TST admite que crédito complementar a precatório seja pago como RPV

A Primeira Turma do Tribunal Superior do Trabalho negou provimento a agravo regimental interposto pelo Departamento Autônomo de Estradas de Rodagem do Rio Grande do Sul (DAER/RS) contra decisão que determinou que a parte complementar de uma dívida trabalhista, para cujo valor principal já foi expedido precatório, seja paga como Requisição de
Pequeno Valor (RPV). O entendimento foi o de que o caso não se trata de fracionamento de precatório, vedado pela Constituição.
A ação teve início em 1989, movida por um grupo de 75 empregados do DAER/RS, que foi condenado ao pagamento de diferenças salariais.
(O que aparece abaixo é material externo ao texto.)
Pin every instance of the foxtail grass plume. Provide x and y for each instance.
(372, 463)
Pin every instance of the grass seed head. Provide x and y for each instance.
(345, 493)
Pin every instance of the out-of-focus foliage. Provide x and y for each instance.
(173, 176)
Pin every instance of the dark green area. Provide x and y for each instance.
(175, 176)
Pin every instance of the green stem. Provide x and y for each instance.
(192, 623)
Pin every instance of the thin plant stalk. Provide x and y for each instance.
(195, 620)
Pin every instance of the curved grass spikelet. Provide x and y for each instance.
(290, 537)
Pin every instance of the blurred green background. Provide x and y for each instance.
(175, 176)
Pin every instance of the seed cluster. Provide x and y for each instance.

Em 2001, foi expedido precatório sobre o valor incontroverso da condenação, ainda não pago.
O valor remanescente da condenação foi decidido em 2012, e a 6ª Vara do Trabalho de Porto Alegre determinou a expedição de Requisição de Pequeno Valor (RPV) para pagamento desse débito aos trabalhadores que possuíam crédito inferior a 40 salários mínimos. A decisão foi mantida pelo Tribunal Regional do Trabalho da 4ª Região.
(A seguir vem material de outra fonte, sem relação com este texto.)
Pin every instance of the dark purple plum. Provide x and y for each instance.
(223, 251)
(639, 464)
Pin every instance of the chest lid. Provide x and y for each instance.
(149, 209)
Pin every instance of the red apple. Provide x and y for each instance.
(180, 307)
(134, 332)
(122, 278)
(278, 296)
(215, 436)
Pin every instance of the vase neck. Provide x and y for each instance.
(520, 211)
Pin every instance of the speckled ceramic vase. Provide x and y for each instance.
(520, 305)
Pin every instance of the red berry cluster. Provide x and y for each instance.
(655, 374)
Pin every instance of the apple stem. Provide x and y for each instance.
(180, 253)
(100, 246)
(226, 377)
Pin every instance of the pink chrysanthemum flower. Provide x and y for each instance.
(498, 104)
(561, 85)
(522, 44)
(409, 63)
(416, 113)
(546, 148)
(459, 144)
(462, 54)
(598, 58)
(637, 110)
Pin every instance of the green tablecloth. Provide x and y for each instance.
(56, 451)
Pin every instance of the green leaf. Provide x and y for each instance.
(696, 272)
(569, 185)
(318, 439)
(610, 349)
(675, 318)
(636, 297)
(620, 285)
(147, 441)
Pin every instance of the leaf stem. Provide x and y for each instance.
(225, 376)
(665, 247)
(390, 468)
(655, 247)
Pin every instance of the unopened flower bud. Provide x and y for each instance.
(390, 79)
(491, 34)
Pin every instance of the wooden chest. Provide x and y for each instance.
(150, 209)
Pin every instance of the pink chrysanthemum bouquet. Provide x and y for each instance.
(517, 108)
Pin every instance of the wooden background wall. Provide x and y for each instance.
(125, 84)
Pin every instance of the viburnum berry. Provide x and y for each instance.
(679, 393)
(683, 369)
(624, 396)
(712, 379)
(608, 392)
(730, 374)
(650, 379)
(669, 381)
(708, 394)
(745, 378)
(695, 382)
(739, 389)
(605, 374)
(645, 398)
Para o TRT-RS, em se tratando de reclamações trabalhistas plúrimas (movida por mais de um trabalhador), a aferição da obrigação de pequeno valor, para fins de dispensa do precatório, deve ser realizada considerando-se os créditos de cada trabalhador. No caso específico, o Regional destacou que ainda que o precatório expedido em 2001 não tenha sido cancelado e
convertido em RPV, os valores totais devidos, considerados individualmente, já estavam dentro dos limites para a RPV.
No agravo pelo qual tentou trazer o caso à discussão no TST, o DAER insistiu que todo o débito teria de ser pago por precatório, “a fim de evitar o fracionamento da execução”, vedado pelo artigo 100, parágrafo 8ª da Constituição da República, na redação dada pela Emenda Constitucional 62/2009. Por isso, pleiteava a reforma da decisão, por violação de dispositivos
da Constituição, tornando sem efeito a expedição de RPV e mantendo o precatório já expedido como forma de satisfação do crédito.
O relator do agravo, ministro Walmir Oliveira da Costa, afastou a alegação de violação constitucional. Ele ressaltou que o caso não é de fracionamento, repartição ou quebra do valor da execução para fins de expedição de pequeno valor, nem houve burla à ordem cronológica de pagamento estabelecida pela sistemática do precatório.
O ministro assinalou que, segundo o TRT-RS, a expedição do precatório relativo aos valores incontroversos se deu em 2001, antes, portanto, da EC 62/2009, que introduziu a sistemática de pagamento de obrigações definidas em lei como de pequeno valor (RPV). Também registrou que os créditos totais (de cerca de R$ 53 mil à época), considerados individualmente (ou
seja, divididos pelos 75 trabalhadores), já estavam abaixo do limite para a RPV.

STF

Outro fundamento apontado pelo relator foi a jurisprudência do Supremo Tribunal Federal (STF) no sentido de afastar o artifício de depositar o valor incontroverso inferior à dívida a fim de postergar o pagamento dos valores devidos. E, se o crédito remanescente foi reconhecido como sendo de pequeno valor, é desnecessária a expedição de novo precatório para satisfazer a obrigação.
Nesse precedente (Recurso Extraordinário 595978), o STF assinalou que o objetivo da vedação ao fracionamento é impedir a burla à ordem dos precatórios, de modo que parte do pagamento ocorra pela ordem cronológica daquela sistemática e o restante seja pago mais rapidamente, como RPV. O caso era semelhante ao julgado pela Primeira Turma do TST, de
crédito resultante de insuficiência do depósito.